Here, an LLM can be trained to identify the difference between reported assertion and fact to flag to the end user for further investigation.

Why use GenAI?

Whereas human review of a FI's ESG-related reports may take days, an LLM can reason over documents in minutes.

While some level of human expertise may be required to review an LLM's response, adopting GenAI to complete early-stage review has the potential to save significant cost and time.

We tested this assertion by prompting a general-purpose GenAI model to review a publiclyavailable sustainability report of a large multinational company and output any potential instances of greenwashing.

In less than two minutes, the model outputted eight reasonable potential examples of greenwashing.

Although the model did not cross-reference external evidence or regulation, its ability to 'memorise' the report and identify contradictory statements was shockingly effective.

As well as the potential benefits to ESG investors in making investment decisions, the advantages of adopting this tech will be obvious to firms engaged in climate litigation, who can leverage the speed of GenAI to assess potential greenwashing over a much larger number of third-party chains.

Risks of using GenAI to identify greenwashing

While GenAI can streamline an initial review for greenwashing, care (and cost) must be taken to ensure the accuracy of an LLM's output.

The 'robustness' and accuracy of output is a concern. GenAI has exhibited the capacity to output information that is incorrect (while still sounding plausible) and then subsequently defend the accuracy of the output.

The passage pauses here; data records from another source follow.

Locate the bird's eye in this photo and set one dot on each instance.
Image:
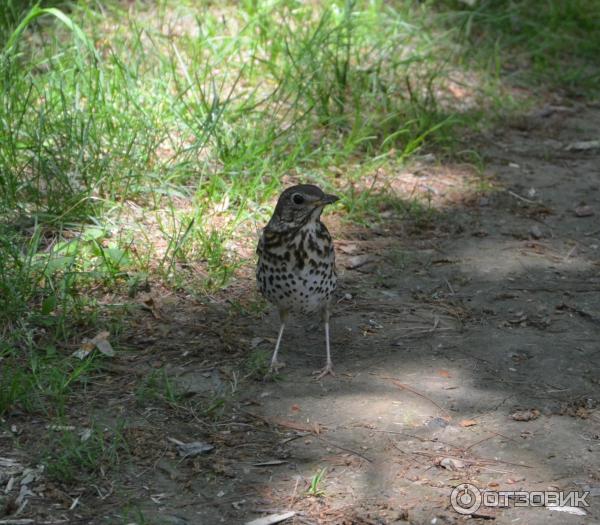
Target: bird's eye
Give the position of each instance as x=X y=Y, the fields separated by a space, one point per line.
x=297 y=198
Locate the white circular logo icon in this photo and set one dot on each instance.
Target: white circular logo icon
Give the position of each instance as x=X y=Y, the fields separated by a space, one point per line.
x=465 y=498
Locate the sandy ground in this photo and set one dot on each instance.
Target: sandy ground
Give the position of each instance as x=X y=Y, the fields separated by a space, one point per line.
x=466 y=351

This phenomenon is known as 'hallucination'. In relation to greenwashing, an example may be where underlying data is cited in an ESG report but cannot be verified without real-world environmental assessment.

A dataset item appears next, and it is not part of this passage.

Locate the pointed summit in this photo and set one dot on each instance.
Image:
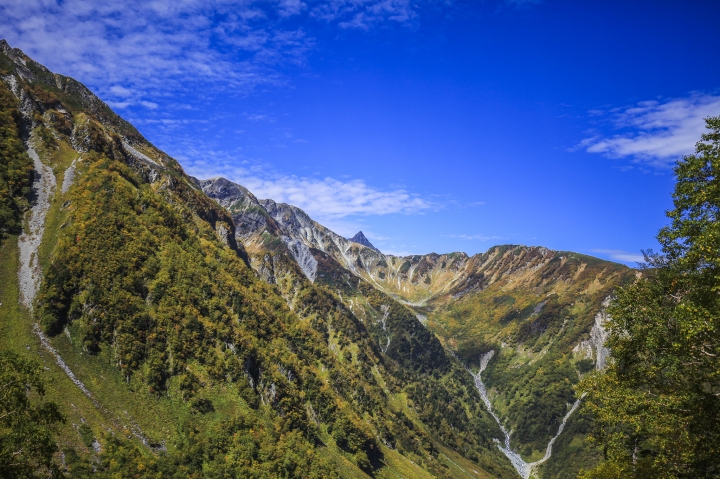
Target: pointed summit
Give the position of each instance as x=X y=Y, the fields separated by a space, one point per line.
x=360 y=238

If asked to comment on the veracity of this data, a model may hallucinate a response which purports to rely on real-world data which in fact does not exist.

Proceeding with caution

As greenwashing-specific LLMs develop, risks concerning output accuracy and the need for human verification should decrease. ESG-related datasets should be carefully selected to ensure that training mitigates these concerns. FIs should carefully weigh up their ethical and governance policies on using AI.

Increasingly burdensome ESG reporting requirements and the need for a scalable solution naturally lead us to GenAI, which is capable of consolidating information and identifying potential greenwashing at superhuman speeds.

While the solution is not infallible, the technology will continue to improve and the risks associated with GenAI may become less concerning to FIs.